Quality indicators are defined as quantitative data from which
quality is inferred, assessed, evaluated, or judged. Approaches
to deriving these measures have implications for the practicing
physician. The fundamental challenge in every initiative is capturing
the data necessary to make valid and reliable interpretations
and, ultimately, decisions based on those interpretations.
Documentation is critical
A physicians documentation always is important to the care
of the patient, but the necessity to document risk factors, clinical
history, and other clinical information that might influence
these measures has implications for how the organization will
appear to the public. Additionally, the physician may be asked
to participate in initiatives to collect and record this data
in real-time during the process of care rather than
after the fact. In a real-time data collection mode, the physician
might be asked to document against a standing order sheet. When
the physician deviates from the protocol, the reason also is
documented. This is important to note because this same information
will be used to identify cases that should be excluded from the
measured population.
Physician report cards
Currently, the physicians name is not available in the
Texas Health Care Information Council public domain data file,
but Consumers Union and various business groups are suggesting
that it should be. Should this occur, public reports most likely
would be produced at a physician level with physician names on
reports that might include mortality rates, complication rates,
length of stay reports, and utilization reports on many key patient
populations and surgical procedures. The Dallas-Fort Worth Business
Group on Health is publishing quality reports on a Web site for
use by employees, encouraging them to use the information to
talk with their providers about selecting a hospital. This same
group is heavily promoting patient safety public reporting and
the physician name disclosure in future public releases of state
data. The data in the THCIC data is administrative billing datapatient
demographic information and ICD9 coding data that is used to
derive numerous measures. Measures getting a great deal of attention
in Texas are those distributed by the Agency for Health Care
Research and Quality. These measures use administrative data
to get to measures on inpatient quality, prevention quality indicators,
and patient safety. The importance of physician documentation
to this data set is as significant as the measures derived from
clinical data. If the physician does not document it, the coders
cannot code the risk factor or treatment. The ICD9 codes also
are used to adjust rates based on the risk factors, diagnoses,
and procedures.
If health care is to develop accurate quality measurements,
good data are essential. Documentation is key to demonstrate
that a provider is delivering quality care. When reported, data
can directly or indirectly impact physicians. Indirectly, physicians
may be affected if a person sees negative quality reports on
a hospital, and his physician does not admit to other hospitals
the person might access, then the physician could lose patients.

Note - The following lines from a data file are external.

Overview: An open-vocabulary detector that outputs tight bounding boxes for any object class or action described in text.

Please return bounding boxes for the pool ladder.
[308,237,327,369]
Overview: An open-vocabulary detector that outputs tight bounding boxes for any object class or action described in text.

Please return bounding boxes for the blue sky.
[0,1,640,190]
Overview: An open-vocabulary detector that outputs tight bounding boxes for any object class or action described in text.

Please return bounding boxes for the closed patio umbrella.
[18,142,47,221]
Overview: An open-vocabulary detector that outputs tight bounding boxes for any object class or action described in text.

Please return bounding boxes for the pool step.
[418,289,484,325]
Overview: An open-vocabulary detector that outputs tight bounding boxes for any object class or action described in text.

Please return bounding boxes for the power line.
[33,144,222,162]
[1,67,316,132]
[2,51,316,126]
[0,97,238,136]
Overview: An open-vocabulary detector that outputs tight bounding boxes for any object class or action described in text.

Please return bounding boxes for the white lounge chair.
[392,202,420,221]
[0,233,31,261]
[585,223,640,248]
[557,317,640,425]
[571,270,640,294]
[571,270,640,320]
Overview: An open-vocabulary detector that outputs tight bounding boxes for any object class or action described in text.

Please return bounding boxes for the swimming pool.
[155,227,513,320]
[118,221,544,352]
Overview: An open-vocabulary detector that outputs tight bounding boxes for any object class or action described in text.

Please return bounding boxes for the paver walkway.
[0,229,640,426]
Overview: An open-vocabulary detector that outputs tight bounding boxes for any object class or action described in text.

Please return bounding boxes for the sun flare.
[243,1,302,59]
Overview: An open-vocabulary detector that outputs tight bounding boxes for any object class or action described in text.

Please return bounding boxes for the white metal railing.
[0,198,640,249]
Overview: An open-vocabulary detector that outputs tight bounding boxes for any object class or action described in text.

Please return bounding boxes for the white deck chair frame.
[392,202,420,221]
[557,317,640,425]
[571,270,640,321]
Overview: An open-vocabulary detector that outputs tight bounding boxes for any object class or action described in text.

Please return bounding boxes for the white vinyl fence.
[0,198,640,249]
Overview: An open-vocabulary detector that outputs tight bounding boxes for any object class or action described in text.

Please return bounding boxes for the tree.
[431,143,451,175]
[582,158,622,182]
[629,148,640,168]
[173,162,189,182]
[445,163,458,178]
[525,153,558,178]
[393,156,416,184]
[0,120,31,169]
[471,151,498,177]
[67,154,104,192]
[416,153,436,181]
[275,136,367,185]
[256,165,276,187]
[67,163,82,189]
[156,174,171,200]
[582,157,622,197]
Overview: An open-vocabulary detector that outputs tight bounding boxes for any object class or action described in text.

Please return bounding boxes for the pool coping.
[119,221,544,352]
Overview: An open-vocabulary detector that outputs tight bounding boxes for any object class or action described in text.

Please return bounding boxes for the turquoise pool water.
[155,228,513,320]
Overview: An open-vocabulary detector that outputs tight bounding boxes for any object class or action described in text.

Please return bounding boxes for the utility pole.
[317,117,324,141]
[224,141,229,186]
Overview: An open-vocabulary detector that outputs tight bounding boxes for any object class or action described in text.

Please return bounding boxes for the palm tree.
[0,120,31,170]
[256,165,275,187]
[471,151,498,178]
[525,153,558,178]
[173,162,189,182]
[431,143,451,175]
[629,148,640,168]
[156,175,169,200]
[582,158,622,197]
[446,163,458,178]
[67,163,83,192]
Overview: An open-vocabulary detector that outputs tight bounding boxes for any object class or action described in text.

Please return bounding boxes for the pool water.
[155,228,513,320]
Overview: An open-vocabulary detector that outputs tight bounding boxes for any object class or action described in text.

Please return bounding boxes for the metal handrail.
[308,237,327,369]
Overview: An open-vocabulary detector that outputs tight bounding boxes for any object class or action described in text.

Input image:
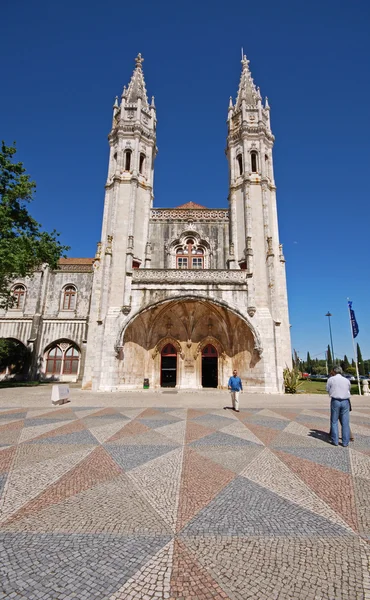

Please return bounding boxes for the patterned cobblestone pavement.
[0,405,370,600]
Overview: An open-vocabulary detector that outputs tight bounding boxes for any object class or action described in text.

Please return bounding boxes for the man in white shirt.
[326,367,351,448]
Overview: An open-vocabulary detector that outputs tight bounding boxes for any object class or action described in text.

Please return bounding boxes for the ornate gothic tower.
[227,56,291,377]
[84,54,157,389]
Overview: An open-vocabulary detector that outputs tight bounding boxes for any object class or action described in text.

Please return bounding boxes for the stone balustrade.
[132,269,247,285]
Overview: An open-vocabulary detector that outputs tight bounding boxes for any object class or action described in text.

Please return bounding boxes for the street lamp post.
[325,311,335,365]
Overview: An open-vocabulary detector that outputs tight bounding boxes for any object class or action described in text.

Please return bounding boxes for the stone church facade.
[0,55,291,393]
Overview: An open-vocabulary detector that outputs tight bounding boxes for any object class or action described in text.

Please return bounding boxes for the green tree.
[357,344,365,375]
[340,354,350,373]
[326,344,333,373]
[0,142,69,306]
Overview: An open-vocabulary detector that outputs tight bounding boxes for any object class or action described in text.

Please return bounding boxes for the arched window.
[236,154,243,175]
[12,285,26,310]
[63,346,80,375]
[139,152,145,175]
[251,151,258,173]
[62,285,77,310]
[45,341,81,375]
[46,346,63,375]
[125,150,132,171]
[176,239,204,269]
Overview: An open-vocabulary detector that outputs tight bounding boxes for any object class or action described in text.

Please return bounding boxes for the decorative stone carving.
[152,335,185,360]
[105,235,113,255]
[150,208,229,222]
[132,269,247,285]
[194,335,226,360]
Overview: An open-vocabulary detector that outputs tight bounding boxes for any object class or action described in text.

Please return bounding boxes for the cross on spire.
[135,52,144,69]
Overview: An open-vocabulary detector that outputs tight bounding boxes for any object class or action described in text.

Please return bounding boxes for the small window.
[63,346,80,375]
[177,256,188,269]
[125,150,132,171]
[251,152,257,173]
[192,257,203,269]
[46,346,63,375]
[236,154,243,175]
[63,285,77,310]
[12,285,26,310]
[139,152,145,175]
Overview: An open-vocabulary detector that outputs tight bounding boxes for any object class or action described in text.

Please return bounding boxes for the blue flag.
[348,301,360,338]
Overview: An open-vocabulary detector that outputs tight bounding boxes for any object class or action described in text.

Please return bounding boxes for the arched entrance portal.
[161,344,177,387]
[202,344,218,387]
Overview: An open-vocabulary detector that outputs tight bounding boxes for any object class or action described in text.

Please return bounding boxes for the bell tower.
[84,54,157,389]
[226,55,291,373]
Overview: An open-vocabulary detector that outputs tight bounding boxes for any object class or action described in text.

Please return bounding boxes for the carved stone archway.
[152,335,185,360]
[194,335,226,360]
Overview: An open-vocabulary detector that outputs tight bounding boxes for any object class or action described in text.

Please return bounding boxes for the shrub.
[284,367,302,394]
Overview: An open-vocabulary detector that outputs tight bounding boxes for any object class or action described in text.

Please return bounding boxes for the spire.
[126,53,149,108]
[235,54,260,111]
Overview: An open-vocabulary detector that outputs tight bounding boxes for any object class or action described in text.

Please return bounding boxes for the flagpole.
[347,298,362,396]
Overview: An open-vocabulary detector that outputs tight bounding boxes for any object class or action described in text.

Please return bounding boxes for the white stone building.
[0,55,291,393]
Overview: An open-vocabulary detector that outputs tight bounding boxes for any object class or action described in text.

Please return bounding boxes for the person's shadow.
[308,429,331,444]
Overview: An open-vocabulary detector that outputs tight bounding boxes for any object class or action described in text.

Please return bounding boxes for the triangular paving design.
[190,431,264,448]
[107,429,178,446]
[4,446,122,523]
[182,477,351,538]
[353,477,370,536]
[284,421,310,437]
[188,408,207,420]
[18,420,71,444]
[351,420,370,437]
[167,408,188,420]
[271,423,330,450]
[13,442,95,469]
[0,420,24,446]
[349,450,370,482]
[220,421,263,446]
[107,421,149,442]
[128,448,183,531]
[257,408,290,421]
[0,446,17,473]
[27,421,86,442]
[4,473,171,541]
[170,539,229,600]
[2,533,169,600]
[157,421,186,444]
[244,421,280,446]
[240,448,354,527]
[185,421,213,444]
[177,447,235,531]
[277,444,351,473]
[109,540,174,600]
[0,446,93,522]
[193,413,236,431]
[105,440,176,471]
[274,450,357,531]
[192,444,264,474]
[182,535,365,600]
[89,420,132,444]
[27,406,76,421]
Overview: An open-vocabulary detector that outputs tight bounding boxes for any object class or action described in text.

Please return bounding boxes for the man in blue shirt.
[326,367,351,448]
[227,369,243,412]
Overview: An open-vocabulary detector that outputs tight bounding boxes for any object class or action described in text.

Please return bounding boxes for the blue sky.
[0,0,370,358]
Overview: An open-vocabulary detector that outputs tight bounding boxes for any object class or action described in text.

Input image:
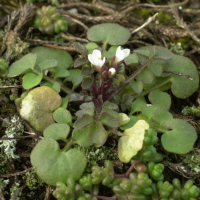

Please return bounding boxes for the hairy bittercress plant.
[5,23,199,200]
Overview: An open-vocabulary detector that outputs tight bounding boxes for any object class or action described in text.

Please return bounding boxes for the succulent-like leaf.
[20,86,62,132]
[118,120,149,163]
[161,119,197,154]
[22,72,43,90]
[72,126,93,147]
[31,46,73,69]
[30,138,87,186]
[43,123,70,141]
[7,53,37,77]
[87,23,131,45]
[53,108,73,126]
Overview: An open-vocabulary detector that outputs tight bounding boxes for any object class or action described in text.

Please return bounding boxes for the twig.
[131,13,158,34]
[60,33,89,43]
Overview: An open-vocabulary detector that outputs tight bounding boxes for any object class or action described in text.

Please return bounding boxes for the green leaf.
[87,23,131,45]
[129,97,147,115]
[120,116,138,130]
[135,46,199,98]
[99,111,120,128]
[20,86,62,132]
[130,80,143,94]
[39,59,58,71]
[118,120,149,163]
[22,72,43,90]
[72,126,93,147]
[31,46,73,69]
[65,69,83,90]
[148,62,163,76]
[30,138,87,186]
[161,119,197,154]
[43,123,70,142]
[85,42,99,54]
[74,58,87,68]
[81,77,94,89]
[148,89,171,110]
[53,108,73,126]
[103,101,118,110]
[124,53,139,65]
[74,114,94,130]
[54,67,70,78]
[88,121,108,147]
[138,69,154,84]
[73,42,87,58]
[7,53,37,77]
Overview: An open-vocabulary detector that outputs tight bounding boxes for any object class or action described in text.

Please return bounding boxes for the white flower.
[115,46,130,63]
[88,49,106,70]
[109,68,116,76]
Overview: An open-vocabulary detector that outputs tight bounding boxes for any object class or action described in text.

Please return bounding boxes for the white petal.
[115,46,124,62]
[92,49,101,59]
[88,54,95,65]
[123,49,130,58]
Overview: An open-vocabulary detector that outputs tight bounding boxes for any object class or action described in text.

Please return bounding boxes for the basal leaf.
[72,126,93,147]
[161,119,197,154]
[22,72,43,90]
[118,120,149,163]
[99,111,120,128]
[74,114,94,130]
[39,59,58,71]
[20,86,62,132]
[30,138,87,186]
[87,23,131,45]
[148,89,171,110]
[54,67,70,78]
[65,69,83,89]
[130,80,143,94]
[137,69,154,84]
[53,108,73,126]
[7,53,37,77]
[43,123,70,141]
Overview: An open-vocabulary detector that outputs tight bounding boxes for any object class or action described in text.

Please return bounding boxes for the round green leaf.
[87,23,131,45]
[161,119,197,154]
[43,123,70,141]
[53,108,72,126]
[22,72,43,90]
[130,80,143,94]
[7,53,37,77]
[39,59,58,71]
[148,62,162,76]
[20,86,62,132]
[30,138,87,186]
[72,126,93,147]
[31,46,73,69]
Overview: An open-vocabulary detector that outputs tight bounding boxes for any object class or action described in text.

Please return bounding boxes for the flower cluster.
[88,46,130,77]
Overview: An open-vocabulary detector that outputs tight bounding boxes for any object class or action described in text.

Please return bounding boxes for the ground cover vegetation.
[0,0,200,200]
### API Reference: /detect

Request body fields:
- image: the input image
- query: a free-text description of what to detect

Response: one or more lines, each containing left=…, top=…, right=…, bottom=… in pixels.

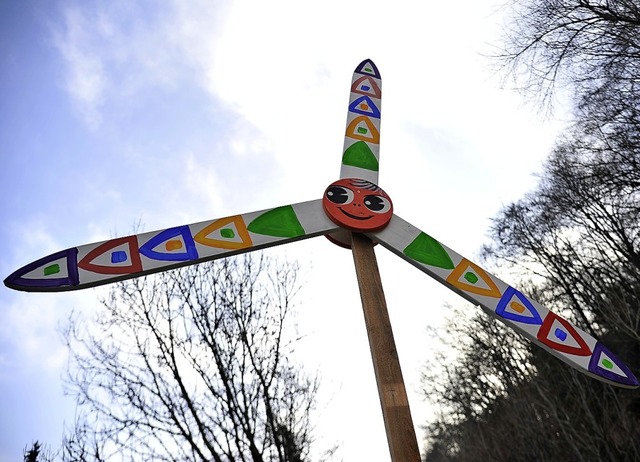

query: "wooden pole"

left=351, top=233, right=420, bottom=462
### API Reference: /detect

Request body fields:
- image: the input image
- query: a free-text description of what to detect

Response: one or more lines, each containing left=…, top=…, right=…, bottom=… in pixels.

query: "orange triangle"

left=193, top=215, right=253, bottom=250
left=447, top=258, right=502, bottom=298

If the Legislature passes a bill that allows disclosure of physician
name with the release of THCIC data, then public reporting might
impact physicians directly.
Physicians must be active in the process of patient safety
and quality reporting by collectively and individually voicing
their concerns and alternative strategies to the myriad organizations
leading quality initiatives. The medical profession has reached
a critical time where physicians must be at the heart of establishing
credible healthcare standards for quality and patient safety.
For a summary of organizations with quality and patient
safety measurement initiatives, visit www.dallas-cms.org.
Cody Arnold, MD, epidemiologist and neonatologist, and
medical director of quality outcomes at Harris Methodist Hospital,
contributed to this article.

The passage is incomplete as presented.